Brown’s family claims the evidence doesn’t corroborate Wilson’s story – but the grand jury disagreed. In fact presented with a range of possible charges – from involuntary manslaughter to first-degree murder – the grand jury chose none of the above, letting Wilson go free.
“They are the only people that have heard and examined every witness and every piece of evidence,” St. Louis County prosecutor Bob McCulloch said in announcing the decision not to indict.
That’s true … the grand jury met for seventy hours. They heard testimony from sixty witnesses (white and black).
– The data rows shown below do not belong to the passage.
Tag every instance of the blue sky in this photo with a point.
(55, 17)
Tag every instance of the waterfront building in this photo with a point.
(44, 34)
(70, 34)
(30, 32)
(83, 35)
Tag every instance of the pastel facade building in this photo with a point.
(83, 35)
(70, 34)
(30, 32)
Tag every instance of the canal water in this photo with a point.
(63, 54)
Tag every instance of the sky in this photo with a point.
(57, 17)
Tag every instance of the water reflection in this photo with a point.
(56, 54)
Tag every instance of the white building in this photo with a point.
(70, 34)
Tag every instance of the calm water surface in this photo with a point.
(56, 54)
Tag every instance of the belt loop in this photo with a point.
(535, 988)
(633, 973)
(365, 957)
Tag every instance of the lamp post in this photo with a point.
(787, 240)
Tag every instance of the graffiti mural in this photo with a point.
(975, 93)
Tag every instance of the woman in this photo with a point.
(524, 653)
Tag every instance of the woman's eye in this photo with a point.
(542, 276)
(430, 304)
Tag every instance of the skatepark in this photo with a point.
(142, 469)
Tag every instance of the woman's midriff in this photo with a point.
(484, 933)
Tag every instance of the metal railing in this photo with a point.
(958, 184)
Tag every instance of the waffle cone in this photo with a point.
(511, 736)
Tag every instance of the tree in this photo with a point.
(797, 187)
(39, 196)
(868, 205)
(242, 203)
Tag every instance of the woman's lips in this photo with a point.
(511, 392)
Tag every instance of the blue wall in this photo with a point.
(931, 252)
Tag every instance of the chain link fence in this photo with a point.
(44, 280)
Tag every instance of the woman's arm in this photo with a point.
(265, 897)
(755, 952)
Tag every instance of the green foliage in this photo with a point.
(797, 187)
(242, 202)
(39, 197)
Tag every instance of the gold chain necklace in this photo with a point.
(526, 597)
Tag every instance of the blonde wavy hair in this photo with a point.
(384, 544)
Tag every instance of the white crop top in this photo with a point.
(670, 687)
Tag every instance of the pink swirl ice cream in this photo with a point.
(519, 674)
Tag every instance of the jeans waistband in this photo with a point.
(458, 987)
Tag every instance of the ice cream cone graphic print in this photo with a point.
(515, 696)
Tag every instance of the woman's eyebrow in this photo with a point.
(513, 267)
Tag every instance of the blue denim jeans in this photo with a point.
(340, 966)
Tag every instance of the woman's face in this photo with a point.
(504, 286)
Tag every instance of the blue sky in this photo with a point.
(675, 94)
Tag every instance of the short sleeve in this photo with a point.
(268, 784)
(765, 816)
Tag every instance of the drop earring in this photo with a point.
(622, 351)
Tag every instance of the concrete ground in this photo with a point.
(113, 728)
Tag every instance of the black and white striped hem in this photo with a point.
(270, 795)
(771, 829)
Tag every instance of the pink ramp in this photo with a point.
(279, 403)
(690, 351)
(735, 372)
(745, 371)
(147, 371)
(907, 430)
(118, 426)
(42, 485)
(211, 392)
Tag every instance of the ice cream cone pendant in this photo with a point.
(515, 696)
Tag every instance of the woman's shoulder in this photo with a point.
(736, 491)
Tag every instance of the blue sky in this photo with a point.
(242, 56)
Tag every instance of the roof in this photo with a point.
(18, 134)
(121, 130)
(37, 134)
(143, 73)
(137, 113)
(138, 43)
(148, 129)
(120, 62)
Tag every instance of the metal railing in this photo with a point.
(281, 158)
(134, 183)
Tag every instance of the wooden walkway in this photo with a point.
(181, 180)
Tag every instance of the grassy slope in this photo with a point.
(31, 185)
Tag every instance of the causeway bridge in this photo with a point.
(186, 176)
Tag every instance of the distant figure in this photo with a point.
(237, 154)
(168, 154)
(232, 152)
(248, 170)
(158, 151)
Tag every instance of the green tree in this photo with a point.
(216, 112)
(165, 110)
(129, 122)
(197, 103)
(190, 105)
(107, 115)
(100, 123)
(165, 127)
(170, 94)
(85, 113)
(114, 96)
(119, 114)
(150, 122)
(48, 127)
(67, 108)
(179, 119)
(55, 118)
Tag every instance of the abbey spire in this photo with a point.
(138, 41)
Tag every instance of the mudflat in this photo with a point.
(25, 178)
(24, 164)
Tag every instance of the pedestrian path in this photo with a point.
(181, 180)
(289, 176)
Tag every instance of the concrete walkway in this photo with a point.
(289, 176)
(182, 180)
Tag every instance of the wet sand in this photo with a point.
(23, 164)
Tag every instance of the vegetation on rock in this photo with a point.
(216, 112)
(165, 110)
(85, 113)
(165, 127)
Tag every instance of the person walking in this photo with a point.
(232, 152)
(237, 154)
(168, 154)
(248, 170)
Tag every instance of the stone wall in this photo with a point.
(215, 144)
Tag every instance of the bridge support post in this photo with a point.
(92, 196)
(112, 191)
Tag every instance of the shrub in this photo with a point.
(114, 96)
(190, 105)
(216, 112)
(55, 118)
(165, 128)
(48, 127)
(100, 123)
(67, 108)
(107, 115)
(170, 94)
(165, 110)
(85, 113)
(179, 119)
They meticulously examined the ninety seconds that elapsed between Wilson identifying Brown and the flurry of gunfire that struck him down.
That thoroughness did not impress one racial agitator.
“Let the record be clear,” Rev. Al Sharpton said to the grand jury. “You have broken our hearts, but you have not broken our backs. We are going to continue to pursue justice.”
Sharpton is correct when he says Wilson’s case is not done. The U.S. Department of Justice – which was furious over leaks allegedly emanating from the grand jury room – could still file a civil rights claim against him. And there’s the likelihood of a wrongful death suit being brought by Brown’s family.
More relevant to Wilson? The threat of vigilante “justice,” a possible offshoot of the ongoing unrest in Ferguson – where a militarized police state was back out in full force this week confronting fresh violence deemed to be “worse than the worst night we had in August.”
And for what?
Don’t get us wrong … white or black, unjustified shootings by police are frightening for lovers of liberty to contemplate.
“The judicial system as we’ve constructed it just isn’t equipped — or even willing — to hold officers accountable for shootings and other offenses,” Jamelle Bouie wrote for Slate. “Or put differently, the simple fact is that the police can kill for almost any reason with little fear of criminal charges.”
That’s a disturbing state of affairs … but it’s also one no citizen would ever need to worry about in the event our “independent wire” proposal for law enforcement were adopted. Let’s hope that happens sooner rather than later … as such a system would protect citizens’ rights as well as police officers from being falsely accused.
In other news related to this ongoing drama, the National Guard presence in Ferguson is expected to climb from 700 to 2,200 in the aftermath of the violence that erupted in the aftermath of the grand jury announcement.